LAST WEEK, commenting on Vajpayee’s belated Ahmedabad visit in ML Update, we had described it as adding an insult to injury. The proceedings of the BJP national leadership’s Goa session and Vajpayee’s public speech have only added more insults in a language that even the most liberal admirers of Vajpayee should be able to understand. While Vajpayee vilified and demonised Islam in a manner that one has come to associate more readily with President Bush and his ilk, the BJP not only refused to touch Modi, but also asked him to go ahead with his idea of holding a snap poll in Gujarat. There could not possibly be a more macabre method of manipulating an electoral win.

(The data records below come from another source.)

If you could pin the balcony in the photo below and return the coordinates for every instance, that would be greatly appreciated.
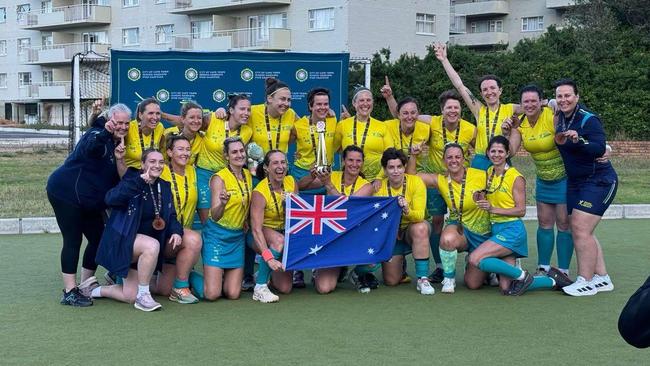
(483, 8)
(62, 53)
(66, 17)
(192, 7)
(247, 39)
(560, 4)
(480, 39)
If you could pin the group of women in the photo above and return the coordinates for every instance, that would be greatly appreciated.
(231, 167)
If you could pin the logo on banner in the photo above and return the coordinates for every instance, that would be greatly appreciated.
(191, 74)
(302, 75)
(219, 95)
(247, 74)
(133, 74)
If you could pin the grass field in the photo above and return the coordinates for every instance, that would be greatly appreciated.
(390, 326)
(24, 174)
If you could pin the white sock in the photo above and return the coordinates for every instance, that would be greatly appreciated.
(143, 289)
(96, 293)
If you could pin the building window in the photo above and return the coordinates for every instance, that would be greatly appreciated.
(321, 19)
(202, 29)
(532, 24)
(24, 78)
(164, 33)
(425, 23)
(130, 36)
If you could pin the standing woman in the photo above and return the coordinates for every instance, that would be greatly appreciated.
(143, 219)
(76, 192)
(173, 281)
(536, 131)
(591, 186)
(488, 116)
(267, 224)
(145, 132)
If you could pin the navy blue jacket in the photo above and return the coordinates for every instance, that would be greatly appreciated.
(580, 157)
(88, 173)
(126, 200)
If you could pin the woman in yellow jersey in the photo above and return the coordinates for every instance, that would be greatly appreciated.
(489, 116)
(536, 130)
(366, 132)
(504, 199)
(468, 225)
(145, 132)
(413, 235)
(267, 224)
(192, 119)
(179, 260)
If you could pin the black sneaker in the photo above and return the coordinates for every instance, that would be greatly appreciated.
(298, 279)
(436, 276)
(75, 298)
(561, 280)
(518, 287)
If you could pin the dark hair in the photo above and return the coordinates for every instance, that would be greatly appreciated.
(314, 92)
(568, 82)
(405, 101)
(531, 88)
(489, 77)
(172, 138)
(143, 105)
(352, 148)
(271, 85)
(499, 140)
(392, 153)
(260, 173)
(446, 95)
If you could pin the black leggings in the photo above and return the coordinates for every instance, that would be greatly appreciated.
(75, 222)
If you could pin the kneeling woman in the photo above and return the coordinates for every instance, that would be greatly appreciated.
(267, 223)
(142, 219)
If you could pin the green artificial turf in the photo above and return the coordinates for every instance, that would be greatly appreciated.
(389, 326)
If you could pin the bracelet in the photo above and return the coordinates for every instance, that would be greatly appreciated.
(267, 255)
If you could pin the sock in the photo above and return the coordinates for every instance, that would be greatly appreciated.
(181, 283)
(434, 242)
(143, 289)
(264, 271)
(541, 282)
(448, 262)
(496, 265)
(564, 249)
(422, 267)
(196, 280)
(545, 246)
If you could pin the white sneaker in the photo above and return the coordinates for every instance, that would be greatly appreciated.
(448, 285)
(264, 294)
(581, 287)
(601, 283)
(425, 287)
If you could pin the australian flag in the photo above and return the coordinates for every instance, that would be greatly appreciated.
(334, 231)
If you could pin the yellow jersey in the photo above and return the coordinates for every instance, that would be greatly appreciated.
(275, 208)
(474, 218)
(440, 136)
(336, 178)
(415, 192)
(500, 190)
(372, 137)
(236, 211)
(539, 141)
(211, 156)
(184, 193)
(271, 133)
(489, 124)
(307, 142)
(135, 141)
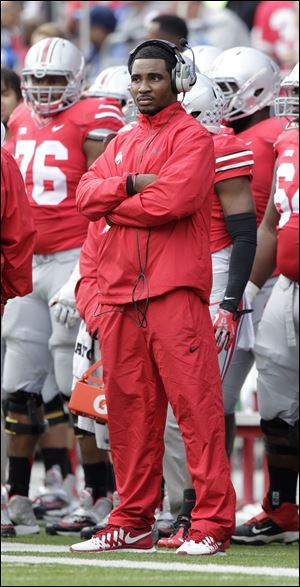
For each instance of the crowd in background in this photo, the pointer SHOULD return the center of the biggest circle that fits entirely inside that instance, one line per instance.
(106, 31)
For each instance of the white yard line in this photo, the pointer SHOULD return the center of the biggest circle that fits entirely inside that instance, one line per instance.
(143, 565)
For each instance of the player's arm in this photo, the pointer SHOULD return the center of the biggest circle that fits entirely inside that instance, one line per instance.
(240, 218)
(265, 258)
(93, 149)
(18, 234)
(177, 192)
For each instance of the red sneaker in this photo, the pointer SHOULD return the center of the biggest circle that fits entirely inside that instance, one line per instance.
(280, 525)
(114, 538)
(177, 537)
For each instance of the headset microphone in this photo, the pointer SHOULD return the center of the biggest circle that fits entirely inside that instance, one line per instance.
(184, 43)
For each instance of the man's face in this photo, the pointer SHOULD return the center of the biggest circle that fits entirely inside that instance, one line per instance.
(151, 86)
(9, 102)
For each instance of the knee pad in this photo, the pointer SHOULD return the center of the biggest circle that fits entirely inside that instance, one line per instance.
(22, 402)
(56, 411)
(79, 432)
(280, 429)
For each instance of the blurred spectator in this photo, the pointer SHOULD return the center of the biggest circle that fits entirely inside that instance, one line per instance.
(169, 27)
(12, 50)
(222, 28)
(245, 10)
(47, 29)
(11, 94)
(276, 31)
(133, 15)
(102, 23)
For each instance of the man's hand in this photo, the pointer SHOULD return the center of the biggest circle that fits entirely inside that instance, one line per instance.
(225, 325)
(142, 180)
(63, 301)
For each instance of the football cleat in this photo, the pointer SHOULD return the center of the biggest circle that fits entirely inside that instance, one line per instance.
(197, 543)
(115, 538)
(7, 527)
(279, 525)
(179, 534)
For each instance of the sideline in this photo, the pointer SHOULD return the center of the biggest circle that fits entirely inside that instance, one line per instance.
(142, 565)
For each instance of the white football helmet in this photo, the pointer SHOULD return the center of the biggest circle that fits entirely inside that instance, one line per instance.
(52, 57)
(206, 103)
(248, 78)
(287, 105)
(112, 82)
(205, 55)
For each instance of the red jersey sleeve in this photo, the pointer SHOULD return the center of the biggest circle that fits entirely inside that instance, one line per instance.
(233, 157)
(286, 199)
(17, 231)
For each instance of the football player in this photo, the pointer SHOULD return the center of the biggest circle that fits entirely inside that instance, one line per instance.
(233, 244)
(250, 82)
(277, 343)
(56, 137)
(111, 88)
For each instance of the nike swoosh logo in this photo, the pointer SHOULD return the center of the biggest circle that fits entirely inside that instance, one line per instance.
(261, 530)
(194, 348)
(131, 540)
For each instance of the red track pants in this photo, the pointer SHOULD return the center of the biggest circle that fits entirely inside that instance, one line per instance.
(174, 360)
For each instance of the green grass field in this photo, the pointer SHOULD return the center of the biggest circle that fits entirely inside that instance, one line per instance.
(28, 564)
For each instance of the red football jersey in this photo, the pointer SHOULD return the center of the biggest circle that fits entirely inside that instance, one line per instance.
(275, 30)
(52, 160)
(286, 200)
(260, 138)
(233, 159)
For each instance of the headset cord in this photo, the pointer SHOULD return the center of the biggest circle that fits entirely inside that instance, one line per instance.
(141, 281)
(141, 313)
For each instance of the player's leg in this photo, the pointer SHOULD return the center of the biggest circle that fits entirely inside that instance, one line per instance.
(277, 356)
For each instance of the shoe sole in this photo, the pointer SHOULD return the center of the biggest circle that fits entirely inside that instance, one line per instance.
(136, 550)
(24, 530)
(283, 537)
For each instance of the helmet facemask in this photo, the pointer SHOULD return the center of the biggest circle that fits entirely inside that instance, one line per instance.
(46, 100)
(287, 105)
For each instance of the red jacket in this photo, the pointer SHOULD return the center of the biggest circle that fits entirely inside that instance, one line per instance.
(163, 230)
(17, 231)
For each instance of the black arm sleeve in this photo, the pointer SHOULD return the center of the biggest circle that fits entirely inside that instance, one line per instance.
(242, 229)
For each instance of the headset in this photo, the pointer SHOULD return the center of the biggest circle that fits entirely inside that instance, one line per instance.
(183, 75)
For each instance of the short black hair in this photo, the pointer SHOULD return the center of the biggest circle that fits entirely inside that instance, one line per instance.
(172, 25)
(11, 81)
(155, 52)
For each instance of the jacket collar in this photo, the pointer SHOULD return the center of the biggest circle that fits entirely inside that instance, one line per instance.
(160, 118)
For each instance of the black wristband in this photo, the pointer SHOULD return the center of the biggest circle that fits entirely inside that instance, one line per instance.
(129, 184)
(242, 229)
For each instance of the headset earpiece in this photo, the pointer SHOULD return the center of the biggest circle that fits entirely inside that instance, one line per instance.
(183, 76)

Meanwhile, the call for removal of Narendra Modi is being echoed from all corners of the country and from almost all quarters of the non-BJP political spectrum. The more the BJP tries to brush aside the whole demand as an internal affair of the party and the parivar, the more it threatens to upset the NDA’s apple cart. For the first time since the 1999 elections, the TDP has struck a discordant note. The Trinamul Congress has joined the TDP while rumblings can be heard in sections of parties like the Lok Janshakti and even Samta Party. Whether or not Chandrababu Naidu really chooses to pull the trigger now, the BJP cannot count for long on the TDP’s support. Devoid of the TDP’s backing, the BJP’s only hope for survival lies in buying support from Mayawati’s BSP and Jayalalitha’s AIADMK. And the BJP knows it only too well that it is not exactly an easy and enjoyable proposition! By all accounts, therefore, what we are seeing now is the beginning of the end of Vajpayee III. The countdown is on.

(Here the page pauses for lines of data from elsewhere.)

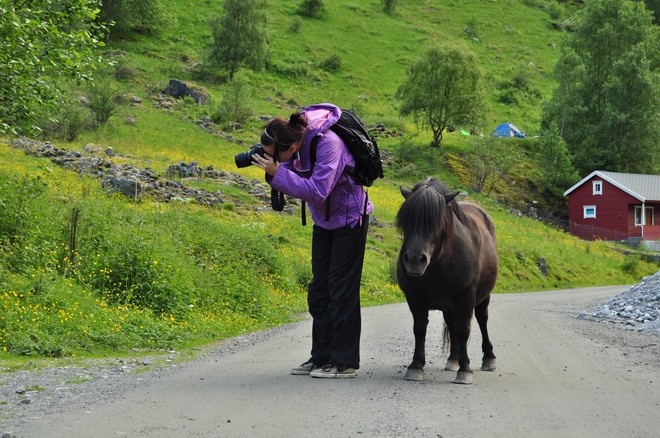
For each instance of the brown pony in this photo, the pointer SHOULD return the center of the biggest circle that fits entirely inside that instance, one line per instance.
(448, 262)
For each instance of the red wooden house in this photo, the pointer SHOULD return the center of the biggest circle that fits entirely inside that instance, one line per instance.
(615, 206)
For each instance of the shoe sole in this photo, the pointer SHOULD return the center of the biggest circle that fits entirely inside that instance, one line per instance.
(334, 376)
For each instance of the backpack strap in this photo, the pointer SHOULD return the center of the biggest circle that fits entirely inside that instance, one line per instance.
(312, 160)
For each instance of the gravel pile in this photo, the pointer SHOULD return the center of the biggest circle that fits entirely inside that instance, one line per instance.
(638, 308)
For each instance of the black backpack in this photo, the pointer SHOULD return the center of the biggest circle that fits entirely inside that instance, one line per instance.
(363, 147)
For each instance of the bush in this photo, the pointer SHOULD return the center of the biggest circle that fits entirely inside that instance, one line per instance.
(332, 64)
(312, 9)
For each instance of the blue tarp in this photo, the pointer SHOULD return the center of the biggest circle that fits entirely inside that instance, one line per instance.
(507, 130)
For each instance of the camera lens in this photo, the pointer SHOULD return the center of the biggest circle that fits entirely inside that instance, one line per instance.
(244, 159)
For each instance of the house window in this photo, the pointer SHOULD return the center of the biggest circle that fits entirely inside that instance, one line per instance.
(646, 219)
(598, 187)
(589, 212)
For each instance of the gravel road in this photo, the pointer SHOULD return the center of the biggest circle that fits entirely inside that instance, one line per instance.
(558, 376)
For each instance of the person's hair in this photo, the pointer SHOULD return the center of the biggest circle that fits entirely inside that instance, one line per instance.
(284, 133)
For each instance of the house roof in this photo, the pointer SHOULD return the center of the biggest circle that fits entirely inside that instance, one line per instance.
(642, 187)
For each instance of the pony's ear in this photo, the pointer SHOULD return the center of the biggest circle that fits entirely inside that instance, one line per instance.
(450, 196)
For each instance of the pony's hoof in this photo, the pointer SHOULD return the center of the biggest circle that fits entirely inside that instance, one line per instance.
(415, 374)
(464, 377)
(488, 365)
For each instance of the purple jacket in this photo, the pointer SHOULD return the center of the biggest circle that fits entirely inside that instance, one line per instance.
(327, 180)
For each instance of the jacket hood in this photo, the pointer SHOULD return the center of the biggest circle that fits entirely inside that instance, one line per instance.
(320, 117)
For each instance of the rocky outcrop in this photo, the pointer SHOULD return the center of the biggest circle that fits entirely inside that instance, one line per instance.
(135, 183)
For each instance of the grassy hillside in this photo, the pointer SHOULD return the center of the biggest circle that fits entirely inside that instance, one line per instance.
(85, 272)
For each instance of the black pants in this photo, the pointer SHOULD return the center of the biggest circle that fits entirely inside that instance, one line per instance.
(334, 294)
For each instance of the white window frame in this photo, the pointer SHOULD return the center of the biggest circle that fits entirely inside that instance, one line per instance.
(585, 210)
(640, 214)
(597, 187)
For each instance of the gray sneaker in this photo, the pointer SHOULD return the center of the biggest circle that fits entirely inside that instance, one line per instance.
(334, 372)
(304, 369)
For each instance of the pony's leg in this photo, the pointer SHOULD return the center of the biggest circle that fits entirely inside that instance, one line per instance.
(481, 313)
(450, 336)
(464, 312)
(420, 323)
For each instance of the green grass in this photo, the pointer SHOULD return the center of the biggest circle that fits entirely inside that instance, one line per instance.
(152, 276)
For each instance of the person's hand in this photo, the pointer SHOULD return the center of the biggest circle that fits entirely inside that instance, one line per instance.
(266, 163)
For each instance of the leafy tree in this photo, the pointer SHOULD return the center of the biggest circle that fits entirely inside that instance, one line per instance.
(555, 160)
(443, 88)
(42, 43)
(606, 105)
(239, 36)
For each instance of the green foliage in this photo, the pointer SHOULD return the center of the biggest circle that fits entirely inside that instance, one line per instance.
(332, 64)
(235, 107)
(240, 37)
(141, 16)
(491, 161)
(41, 43)
(71, 119)
(607, 104)
(443, 88)
(555, 161)
(389, 6)
(103, 101)
(312, 9)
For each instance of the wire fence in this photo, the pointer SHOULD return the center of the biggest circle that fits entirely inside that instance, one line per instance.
(592, 232)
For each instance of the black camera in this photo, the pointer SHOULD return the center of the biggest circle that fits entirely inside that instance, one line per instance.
(244, 159)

In Goa, the BJP called upon its ranks to get ready to face the challenge from the Congress. But what has the Congress done so far except winning the elections in Punjab, Uttaranchal and the Municipal Corporation of Delhi, and refusing to play ball with the BJP on the issue of POTA? On Gujarat, the party has merely raised the demand for removal of Narendra Modi, but within the state the party is mortally afraid of hitting the streets on this issue. Restoration of law and order, and not justice, security and equal status for the minority Muslim and Christian communities, remains the central plank of the Congress. Historically, it is this opportunist, defensive response of the Congress to the Sangh Parivar’s aggressive brand of majoritarianism that has enabled the BJP to grow through the late 1980s and 1990s to its present position of strength.

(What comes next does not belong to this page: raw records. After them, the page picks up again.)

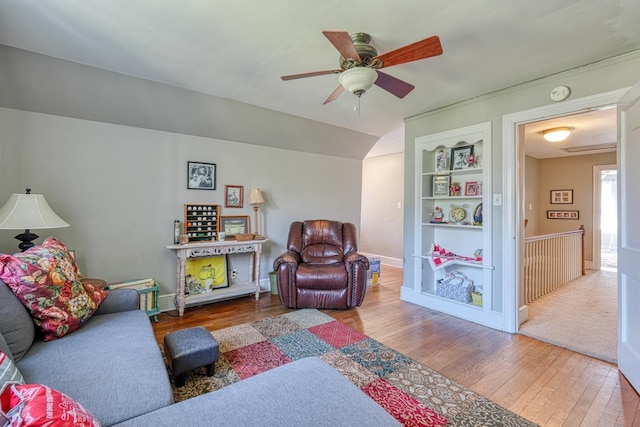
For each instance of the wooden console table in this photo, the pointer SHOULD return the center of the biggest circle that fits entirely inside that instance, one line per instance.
(206, 249)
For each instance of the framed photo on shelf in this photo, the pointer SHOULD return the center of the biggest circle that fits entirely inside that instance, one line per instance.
(462, 157)
(471, 188)
(441, 185)
(561, 197)
(203, 274)
(553, 214)
(233, 196)
(201, 176)
(441, 160)
(232, 225)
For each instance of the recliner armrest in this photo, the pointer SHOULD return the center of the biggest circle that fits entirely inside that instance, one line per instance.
(289, 257)
(354, 257)
(119, 300)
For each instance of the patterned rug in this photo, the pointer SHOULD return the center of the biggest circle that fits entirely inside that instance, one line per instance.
(413, 393)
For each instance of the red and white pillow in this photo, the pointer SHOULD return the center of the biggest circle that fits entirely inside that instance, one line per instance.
(36, 405)
(9, 372)
(47, 280)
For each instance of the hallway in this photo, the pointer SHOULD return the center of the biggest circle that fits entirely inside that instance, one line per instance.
(580, 316)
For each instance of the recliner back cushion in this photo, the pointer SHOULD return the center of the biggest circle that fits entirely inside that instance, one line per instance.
(16, 325)
(322, 242)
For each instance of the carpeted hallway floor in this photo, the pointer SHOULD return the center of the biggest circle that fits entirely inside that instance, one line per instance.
(580, 316)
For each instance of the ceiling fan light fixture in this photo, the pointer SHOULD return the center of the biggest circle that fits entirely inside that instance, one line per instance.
(358, 80)
(556, 134)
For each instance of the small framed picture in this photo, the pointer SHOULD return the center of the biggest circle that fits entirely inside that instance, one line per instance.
(233, 196)
(561, 197)
(462, 157)
(554, 214)
(441, 160)
(201, 176)
(471, 188)
(232, 225)
(441, 185)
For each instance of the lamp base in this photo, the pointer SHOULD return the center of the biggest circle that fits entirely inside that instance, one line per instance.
(27, 240)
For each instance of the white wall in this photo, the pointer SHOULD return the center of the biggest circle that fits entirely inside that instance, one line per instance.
(382, 219)
(122, 187)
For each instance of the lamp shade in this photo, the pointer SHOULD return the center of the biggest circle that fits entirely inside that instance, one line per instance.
(29, 211)
(556, 134)
(358, 80)
(255, 196)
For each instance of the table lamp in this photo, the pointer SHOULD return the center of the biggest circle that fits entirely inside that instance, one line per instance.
(29, 212)
(255, 198)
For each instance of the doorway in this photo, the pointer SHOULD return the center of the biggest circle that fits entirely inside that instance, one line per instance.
(515, 311)
(606, 187)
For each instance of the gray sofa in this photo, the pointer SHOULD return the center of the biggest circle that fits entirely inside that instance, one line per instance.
(112, 365)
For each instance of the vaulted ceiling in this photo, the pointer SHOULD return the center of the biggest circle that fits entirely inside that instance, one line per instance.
(237, 50)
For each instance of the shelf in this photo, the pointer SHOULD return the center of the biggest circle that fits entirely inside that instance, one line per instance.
(200, 222)
(463, 263)
(451, 197)
(467, 171)
(452, 301)
(434, 197)
(469, 226)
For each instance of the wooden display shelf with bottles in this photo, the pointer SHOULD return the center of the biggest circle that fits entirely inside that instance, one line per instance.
(453, 271)
(201, 222)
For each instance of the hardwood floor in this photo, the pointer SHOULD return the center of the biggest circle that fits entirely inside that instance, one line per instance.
(544, 383)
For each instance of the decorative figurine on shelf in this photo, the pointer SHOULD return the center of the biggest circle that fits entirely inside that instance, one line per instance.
(441, 161)
(437, 215)
(472, 161)
(455, 188)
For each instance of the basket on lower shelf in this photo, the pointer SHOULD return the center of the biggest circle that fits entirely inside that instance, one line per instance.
(455, 286)
(148, 290)
(244, 237)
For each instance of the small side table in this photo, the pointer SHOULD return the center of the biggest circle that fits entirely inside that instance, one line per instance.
(98, 283)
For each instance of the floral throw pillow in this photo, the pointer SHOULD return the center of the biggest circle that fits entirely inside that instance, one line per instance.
(48, 282)
(36, 405)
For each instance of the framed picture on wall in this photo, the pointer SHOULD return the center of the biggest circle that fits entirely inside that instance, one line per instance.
(441, 185)
(471, 188)
(561, 197)
(233, 196)
(461, 157)
(553, 214)
(201, 176)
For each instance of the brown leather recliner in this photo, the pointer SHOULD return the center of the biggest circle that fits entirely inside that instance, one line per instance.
(321, 267)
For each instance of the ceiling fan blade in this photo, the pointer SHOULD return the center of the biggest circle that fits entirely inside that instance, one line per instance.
(393, 85)
(341, 40)
(311, 74)
(334, 95)
(419, 50)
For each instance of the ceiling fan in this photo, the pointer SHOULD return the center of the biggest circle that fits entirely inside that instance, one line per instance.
(360, 64)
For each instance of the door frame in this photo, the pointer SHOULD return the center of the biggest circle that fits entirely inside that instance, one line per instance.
(514, 309)
(597, 213)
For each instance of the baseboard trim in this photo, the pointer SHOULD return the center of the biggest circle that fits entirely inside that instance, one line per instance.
(393, 262)
(523, 314)
(165, 302)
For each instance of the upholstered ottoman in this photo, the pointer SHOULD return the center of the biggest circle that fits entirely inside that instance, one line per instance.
(190, 349)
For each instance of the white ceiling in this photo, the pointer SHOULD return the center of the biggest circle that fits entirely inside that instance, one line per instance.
(239, 49)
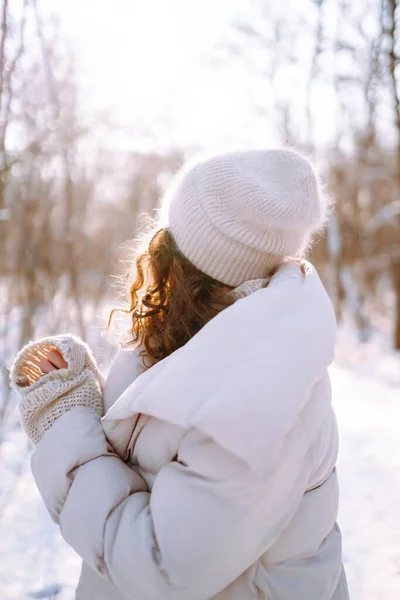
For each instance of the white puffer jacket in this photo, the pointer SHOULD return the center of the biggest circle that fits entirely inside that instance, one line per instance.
(220, 482)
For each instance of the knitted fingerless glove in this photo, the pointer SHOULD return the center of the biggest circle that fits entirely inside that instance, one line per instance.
(44, 398)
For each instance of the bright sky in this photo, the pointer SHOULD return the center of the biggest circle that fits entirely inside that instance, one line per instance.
(151, 61)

Gujarat has clinically unmasked the fascist agenda of the BJP. The press and the electronic media played a key role in conveying the horror of the holocaust in Gujarat and almost all institutions of the nation-state have censured and condemned the Gujarat developments. It clearly shows that there are still pockets of resistance left within the system and the ruling classes remain divided on the BJP’s communal fascist agenda. The BJP will also have to face some amount of international criticism and isolation on this issue. An internal report of the British High Commission is said to have stressed the pre-meditated nature of the ongoing anti-Muslim violence in Gujarat. But democracy in India cannot survive merely on the basis of some half-hearted resistance from within the system or on the indignation of some international institutions.

Fascism can only be vanquished through popular resistance. However much, the BJP may try and whip up communal frenzy in Gujarat, peace remains the foremost concern of the people in the state. And all over the country, there is a growing popular mood for change, for freeing India from the fascist prison of the saffron brigade. Left and democratic forces must harness this growing sense of disillusionment into a resolute resistance against fascism.

Gujarat has posed the question in a most compelling manner. India must find a firm and convincing answer. Over to the people of India.